As an example, adding an index may fix the performance of a specific query, but it could cause other queries to run
more slowly, as explained in Chapters 8 and 9. Consequently, it is preferable to conduct a performance analysis in a test
environment to shield users from your diagnosis attempts and intermediate optimization steps. In such a case, evaluating
one change at a time also helps in prioritizing the implementation order of the changes on the production server based on
their relative contributions. Chapter 24 explains how to automate testing your database and query performance.
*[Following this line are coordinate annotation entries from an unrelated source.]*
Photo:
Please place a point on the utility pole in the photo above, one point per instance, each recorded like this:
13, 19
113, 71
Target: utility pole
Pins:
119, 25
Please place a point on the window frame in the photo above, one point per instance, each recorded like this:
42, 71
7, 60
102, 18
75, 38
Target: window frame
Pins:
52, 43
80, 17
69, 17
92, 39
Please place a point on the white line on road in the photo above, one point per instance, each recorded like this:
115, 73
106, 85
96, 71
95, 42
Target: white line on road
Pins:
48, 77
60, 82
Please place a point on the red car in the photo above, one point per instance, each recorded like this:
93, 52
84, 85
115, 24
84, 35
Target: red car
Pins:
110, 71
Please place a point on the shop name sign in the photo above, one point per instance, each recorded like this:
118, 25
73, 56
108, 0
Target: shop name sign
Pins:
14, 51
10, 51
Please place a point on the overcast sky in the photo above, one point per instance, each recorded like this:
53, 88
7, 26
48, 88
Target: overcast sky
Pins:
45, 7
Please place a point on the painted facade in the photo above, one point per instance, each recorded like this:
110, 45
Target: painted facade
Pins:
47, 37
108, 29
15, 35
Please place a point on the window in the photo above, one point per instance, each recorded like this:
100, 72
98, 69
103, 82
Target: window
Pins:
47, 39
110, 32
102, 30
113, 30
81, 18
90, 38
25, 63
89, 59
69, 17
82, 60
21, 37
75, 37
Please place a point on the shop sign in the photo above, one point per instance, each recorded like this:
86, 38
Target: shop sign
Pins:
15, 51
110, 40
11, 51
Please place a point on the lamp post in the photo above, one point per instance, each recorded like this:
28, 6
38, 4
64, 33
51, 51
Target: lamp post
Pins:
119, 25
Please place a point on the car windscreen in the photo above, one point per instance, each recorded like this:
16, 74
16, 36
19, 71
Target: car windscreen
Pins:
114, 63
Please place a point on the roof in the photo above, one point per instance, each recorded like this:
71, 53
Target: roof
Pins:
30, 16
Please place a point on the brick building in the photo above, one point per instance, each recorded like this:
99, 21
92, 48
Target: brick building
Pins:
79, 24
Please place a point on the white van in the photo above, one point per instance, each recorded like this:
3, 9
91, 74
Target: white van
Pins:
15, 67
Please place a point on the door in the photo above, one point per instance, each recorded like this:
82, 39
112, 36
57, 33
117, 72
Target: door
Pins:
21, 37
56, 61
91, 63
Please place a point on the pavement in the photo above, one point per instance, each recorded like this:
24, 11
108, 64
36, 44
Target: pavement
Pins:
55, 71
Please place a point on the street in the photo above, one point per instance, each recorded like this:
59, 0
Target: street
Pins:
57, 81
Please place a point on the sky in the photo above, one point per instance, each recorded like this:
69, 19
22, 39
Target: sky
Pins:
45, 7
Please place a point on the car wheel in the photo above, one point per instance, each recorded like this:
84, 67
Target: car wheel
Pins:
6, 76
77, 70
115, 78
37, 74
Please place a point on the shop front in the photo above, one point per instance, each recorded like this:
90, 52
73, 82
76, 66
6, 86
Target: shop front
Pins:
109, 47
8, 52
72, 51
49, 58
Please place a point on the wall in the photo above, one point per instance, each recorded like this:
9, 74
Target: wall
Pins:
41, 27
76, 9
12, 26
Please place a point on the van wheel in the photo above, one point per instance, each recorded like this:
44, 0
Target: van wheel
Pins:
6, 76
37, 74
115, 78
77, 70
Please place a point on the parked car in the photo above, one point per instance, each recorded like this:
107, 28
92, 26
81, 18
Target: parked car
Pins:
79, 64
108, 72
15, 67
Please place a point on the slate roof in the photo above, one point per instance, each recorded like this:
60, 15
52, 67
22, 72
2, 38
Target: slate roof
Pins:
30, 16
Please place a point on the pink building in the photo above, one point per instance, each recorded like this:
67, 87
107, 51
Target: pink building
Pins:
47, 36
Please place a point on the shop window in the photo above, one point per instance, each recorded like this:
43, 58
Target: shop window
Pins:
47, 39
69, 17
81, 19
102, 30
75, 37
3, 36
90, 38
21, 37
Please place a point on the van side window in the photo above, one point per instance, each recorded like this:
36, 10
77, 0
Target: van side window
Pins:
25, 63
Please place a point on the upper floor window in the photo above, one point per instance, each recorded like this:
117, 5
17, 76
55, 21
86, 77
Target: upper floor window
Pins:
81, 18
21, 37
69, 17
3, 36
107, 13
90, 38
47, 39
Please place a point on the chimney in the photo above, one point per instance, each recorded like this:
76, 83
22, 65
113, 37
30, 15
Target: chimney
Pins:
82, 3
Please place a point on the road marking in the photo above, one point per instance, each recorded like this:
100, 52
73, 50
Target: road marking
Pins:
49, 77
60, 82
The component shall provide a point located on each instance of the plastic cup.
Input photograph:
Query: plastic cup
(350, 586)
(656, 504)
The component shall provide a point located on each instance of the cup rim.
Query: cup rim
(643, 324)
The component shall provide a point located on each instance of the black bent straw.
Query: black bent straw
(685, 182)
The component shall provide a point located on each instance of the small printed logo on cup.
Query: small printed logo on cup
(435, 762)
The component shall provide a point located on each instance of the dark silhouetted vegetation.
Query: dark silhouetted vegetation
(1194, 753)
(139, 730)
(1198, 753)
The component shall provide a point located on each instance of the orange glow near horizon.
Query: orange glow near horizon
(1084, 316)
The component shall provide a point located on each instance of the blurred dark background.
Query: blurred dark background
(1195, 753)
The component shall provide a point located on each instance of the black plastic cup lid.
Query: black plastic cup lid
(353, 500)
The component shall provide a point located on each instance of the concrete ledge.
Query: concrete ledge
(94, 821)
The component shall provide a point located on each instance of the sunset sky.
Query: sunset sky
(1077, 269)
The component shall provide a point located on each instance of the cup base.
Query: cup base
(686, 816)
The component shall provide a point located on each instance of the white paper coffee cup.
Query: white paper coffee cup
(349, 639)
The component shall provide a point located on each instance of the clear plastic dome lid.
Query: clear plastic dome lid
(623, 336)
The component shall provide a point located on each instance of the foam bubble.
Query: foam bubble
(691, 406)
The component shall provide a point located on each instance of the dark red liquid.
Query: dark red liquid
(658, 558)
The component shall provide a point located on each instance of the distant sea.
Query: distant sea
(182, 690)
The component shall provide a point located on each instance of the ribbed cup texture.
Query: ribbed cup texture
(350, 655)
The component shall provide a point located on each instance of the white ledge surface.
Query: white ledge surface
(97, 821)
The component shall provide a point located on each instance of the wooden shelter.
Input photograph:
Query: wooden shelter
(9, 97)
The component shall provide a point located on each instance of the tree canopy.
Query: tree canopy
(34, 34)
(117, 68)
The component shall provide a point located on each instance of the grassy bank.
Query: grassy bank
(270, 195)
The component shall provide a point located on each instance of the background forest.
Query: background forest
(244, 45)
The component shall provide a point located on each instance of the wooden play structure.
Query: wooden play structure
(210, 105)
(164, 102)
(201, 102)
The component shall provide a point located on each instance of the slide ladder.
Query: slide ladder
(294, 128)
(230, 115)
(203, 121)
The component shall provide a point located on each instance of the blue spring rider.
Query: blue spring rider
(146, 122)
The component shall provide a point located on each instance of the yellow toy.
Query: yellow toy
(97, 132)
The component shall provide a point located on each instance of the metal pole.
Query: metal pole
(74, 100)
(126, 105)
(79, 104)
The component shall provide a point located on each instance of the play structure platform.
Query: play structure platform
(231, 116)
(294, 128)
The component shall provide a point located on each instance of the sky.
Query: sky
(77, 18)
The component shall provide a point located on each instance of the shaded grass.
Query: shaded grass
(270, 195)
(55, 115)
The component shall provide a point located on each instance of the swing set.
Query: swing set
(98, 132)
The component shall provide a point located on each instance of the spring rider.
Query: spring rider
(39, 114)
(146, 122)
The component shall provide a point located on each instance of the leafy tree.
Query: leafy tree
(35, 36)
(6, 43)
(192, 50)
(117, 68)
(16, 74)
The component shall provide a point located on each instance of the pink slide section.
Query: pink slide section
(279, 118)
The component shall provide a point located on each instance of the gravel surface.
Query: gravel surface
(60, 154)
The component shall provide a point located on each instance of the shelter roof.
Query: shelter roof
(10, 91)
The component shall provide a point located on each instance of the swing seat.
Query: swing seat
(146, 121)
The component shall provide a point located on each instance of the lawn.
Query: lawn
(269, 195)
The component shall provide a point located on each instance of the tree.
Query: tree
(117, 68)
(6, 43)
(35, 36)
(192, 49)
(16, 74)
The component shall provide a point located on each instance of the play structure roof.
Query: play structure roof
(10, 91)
You can keep on chipping away at the performance bottlenecks you've determined are the most painful and
thus improve the system performance gradually. Initially, you will be able to resolve big performance bottlenecks and
achieve significant performance improvements, but as you proceed through the iterations, your returns will gradually
diminish. Therefore, to use your time efficiently, it is worthwhile to quantify the performance objectives first
(for example, an 80 percent reduction in the time taken for a certain query, with no adverse effect anywhere else on
the server) and then work toward them.
The performance of a SQL Server application is highly dependent on the amount and distribution of user activity
(or workload) and data. Both the amount and distribution of workload and data usually change over time, and
differing data can cause SQL Server to execute SQL queries differently. The performance resolution applicable for a
certain workload and data may lose its effectiveness over a period of time. Therefore, to ensure an optimum system
performance on a continuing basis, you need to analyze system and application performance at regular intervals.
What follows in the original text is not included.